La bactériologie de lait a pris une place prépondérante dans le domaine de sa qualité, et plus particulièrement dans le contrôle des infections mammaires. Dans un contexte d’antibiothérapie raisonnée et de limitation de l’usage des antibiotiques, cet outil essentiel n’a pourtant pas encore pris sa véritable place. Son développement en cabinet vétérinaire requiert que plusieurs conditions soient réunies : l’adhésion de tous les membres de la structure, une rigueur dans la démarche pour prévenir l’écueil de résultats faux, et une bonne organisation du travail. Dans l’économie d’un cabinet vétérinaire, les examens complémentaires représentent un domaine qui peut encore se développer et dont la plus-value est vraiment intéressante. Ce nouveau créneau, qui constitue une nouvelle source de revenus, valorise les compétences du vétérinaire.

Références

  • 1. Bradley AJ, Green MJ. Factors affecting cure when treating bovine clinical mastitis with cephalosporin-based intramammary preparations. J. Dairy Sci. 2009;92:1941-1953.
  • 2. Ganda EK, Bisinotto RS, Decter DH, Bicalho RC. Evaluation of an on-farm culture system (Accumast) for fast identification of milk pathogens associated with clinical mastitis in dairy cows. PLoS One. 2016 13;11(5):e0155314. doi: 10.1371/journal.pone. 0155314. eCollection 2016.
  • 3. Pinzón-Sánchez C, Ruegg PL. Risk factors associated with short-term post-treatment outcomes of clinical mastitis. J. Dairy Sci. 2011;94:3397-3410.
  • 4. Salat O, Lemaire G, Perrot F. Étiologie des mammites en fonction de la sévérité clinique et conséquences pour le traitement. Nouv. Prat. 2016;9:23-32.
  • 5. Suojala L, Kaartinen L, Pyorälä S. Treatment for bovine Escherichia coli mastitis – An evidence-based approach. J. Vet. Pharmacol. Ther. 2013;36:521-531.

Conflit d’intérêts

Aucun.

Points forts

→ Les mammites subcliniques n’ont pas toutes pour origine Staphylococcus aureus et les analyses bactériologiques sont un prérequis au traitement.

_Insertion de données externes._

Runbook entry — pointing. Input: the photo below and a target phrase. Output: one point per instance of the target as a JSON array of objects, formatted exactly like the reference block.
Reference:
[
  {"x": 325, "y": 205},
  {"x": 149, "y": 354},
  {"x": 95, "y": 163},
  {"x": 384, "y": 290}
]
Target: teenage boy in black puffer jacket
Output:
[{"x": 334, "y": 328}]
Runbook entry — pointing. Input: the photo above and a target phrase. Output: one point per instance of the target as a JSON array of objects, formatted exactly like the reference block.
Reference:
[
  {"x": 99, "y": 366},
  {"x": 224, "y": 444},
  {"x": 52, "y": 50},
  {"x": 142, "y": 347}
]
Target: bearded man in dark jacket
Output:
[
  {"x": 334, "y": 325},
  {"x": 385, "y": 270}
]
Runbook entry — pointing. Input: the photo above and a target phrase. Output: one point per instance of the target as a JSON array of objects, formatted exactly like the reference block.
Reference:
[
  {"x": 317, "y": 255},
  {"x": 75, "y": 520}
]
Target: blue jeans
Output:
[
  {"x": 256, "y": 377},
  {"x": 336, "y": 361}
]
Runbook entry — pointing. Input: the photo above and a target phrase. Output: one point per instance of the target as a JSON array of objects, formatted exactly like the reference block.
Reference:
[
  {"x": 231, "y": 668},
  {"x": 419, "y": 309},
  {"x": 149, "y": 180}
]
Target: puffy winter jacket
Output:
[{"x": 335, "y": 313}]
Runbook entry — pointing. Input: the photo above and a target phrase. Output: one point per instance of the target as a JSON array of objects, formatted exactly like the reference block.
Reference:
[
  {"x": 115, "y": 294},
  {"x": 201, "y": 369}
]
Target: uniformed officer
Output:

→ En l’absence d’isolement d’une bactérie pour une mammite clinique non sévère, l’antibiothérapie devrait être évitée.

→ Les fluoroquinolones présentent un intérêt évident dans le traitement des mammites à entérobactéries, mais leur utilisation est soumise à une analyse bactériologique préalable.

→ La précocité du traitement se justifie en cas de mammite sévère ou lorsque l’infection est récente. Dans les autres cas, le début du traitement peut attendre les résultats d’analyses.

→ La réalisation d’analyses en élevage permet de proposer un traitement de première intention fondé sur les résultats antérieurs.